We can then get cell type assignment probabilities by calling

In [34]:
assignments = ast.get_celltype_probabilities()
assignments

Unnamed: 0,Stromal,B cells,T cells,Macrophage,Epithelial (basal),Epithelial (luminal),Other
BaselTMA_SP41_186_X5Y4_3679,0.218146,0.260286,0.078100,0.300784,0.020030,0.009929,0.112726
BaselTMA_SP41_153_X7Y5_246,0.007433,0.037888,0.013495,0.019616,0.171420,0.721267,0.028881
BaselTMA_SP41_20_X12Y5_197,0.323534,0.161405,0.194188,0.204150,0.014537,0.003601,0.098586
BaselTMA_SP41_14_X1Y8_84,0.114065,0.185562,0.170916,0.125238,0.089930,0.239260,0.075029
BaselTMA_SP41_166_X15Y4_266,0.307228,0.243561,0.163690,0.217983,0.010894,0.004304,0.052340
...,...,...,...,...,...,...,...
BaselTMA_SP41_114_X13Y4_1057,0.019108,0.071844,0.034305,0.040122,0.172589,0.621588,0.040443
BaselTMA_SP41_141_X11Y2_2596,0.016712,0.061177,0.028747,0.035444,0.171387,0.639128,0.047405
BaselTMA_SP41_100_X15Y5_170,0.169132,0.199137,0.129711,0.207781,0.061975,0.070236,0.162027
BaselTMA_SP41_14_X1Y8_2604,0.251748,0.244889,0.077674,0.311692,0.012417,0.003847,0.097733


where each row corresponds to a cell, and each column to a cell type, with the entry being the probability of that cell belonging to a particular cell type.
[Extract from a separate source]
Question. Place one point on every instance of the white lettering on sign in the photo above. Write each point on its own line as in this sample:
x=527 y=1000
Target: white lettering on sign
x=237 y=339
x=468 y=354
To fetch an array corresponding to the most likely cell type assignments, call

In [35]:
# TODO

## 3. Fitting cell state

Similarly as before, to fit cell state, call

In [36]:
ast.fit_state()

training astir: 100%|██████████| 100/100 [00:00<00:00, 733.79epochs/s]
training astir:   0%|          | 0/100 [00:00<?, ?epochs/s]

---------- 1/5 Cell State Classification ----------
---------- 2/5 Cell State Classification ----------


training astir: 100%|██████████| 100/100 [00:00<00:00, 862.17epochs/s]
training astir: 100%|██████████| 100/100 [00:00<00:00, 748.04epochs/s]
training astir:   0%|          | 0/100 [00:00<?, ?epochs/s]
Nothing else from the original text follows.